While there is no obvious answer, it is more standard to have what’s called a “double-trigger vesting acceleration” which means two events have to both happen for their stock to fully vest (i.e. change of control and termination not for cause). Regardless, it’s important to make sure that the founder (again, who controls the situation) is on the same side as the employees.
Finally, the third thing (but definitely not the least) is to make sure that the equity plan (while amendable) is fair. There are terms that people debate about including:
Option expiry being 90 days after leaving the company (Segment popularized removing the expiration entirely)
- For what it’s worth, I think this is less of a concern if you have a significantly low enough 409A valuation
- However, it is undeniable that in other situations it discriminates against people of little means. One method is to do what Segment did — that is extend it beyond the 90 day window though the conversion from an ISO to an NSO makes it far less attractive. Another approach taken (which is probably the most favorable) is to grant employees (or at least some of them) the ability to take non-recourse low interest rate loans against the strike price. This allows the employee to capture the benefits at a pretty minimal cost + reap tax benefits.
Repurchase upon any separation from company (not just termination for cause)
- I was made aware recently (actually by Allen before he joined) that our equity plan had a repurchase right at “fair market value” for vested shares following an employee’s separation from the company for any reason, and that it was 50% standard in equity plans. This means that the company could buy back shares at what may be considered rather arbitrary prices once someone leaves, even if it’s been fully vested.
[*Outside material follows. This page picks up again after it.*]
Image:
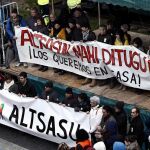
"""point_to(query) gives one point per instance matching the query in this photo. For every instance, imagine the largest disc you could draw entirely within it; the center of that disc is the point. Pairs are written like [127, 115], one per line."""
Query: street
[11, 139]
- We have since removed it from our equity plan, because while we would never use it nefariously as a management team, it still feels uncomfortable as an employee and you never know who ends up running the company.
Definition of “for cause”
- Not to get too into the details but upon a “for cause” termination, there are a lot of serious remedies the company can take. Therefore, make sure that for cause termination is something fully in your own control and a sufficiently high standard.
- “for cause” as a legal term of art has a relatively well-established common law definition, but the definition can be tweaked / clarified by defining it explicitly in a document (which is usually accompanied by capitalizing the term such that it is obvious it’s referring to the in-contract definition, usually becoming “for Cause” or “For Cause”). 99% of the time the definition is just a clarification of what is already established in case law, but it could not be so, so it’s always good to check precisely what the definition is
I can go on and on about this but hopefully this post illustrates how much control founders have and therefore how much trust you should (or shouldn’t) have in them. As someone who worked in the financial industry prior to Valon, part of my desire to build Valon was to build a place where you had transparency and could trust management to do right by you. While this post may be or seem self-serving, I hope people will take this as an honest effort by us to do what’s fair and right and if not, at least take the learnings along with them on their next journey.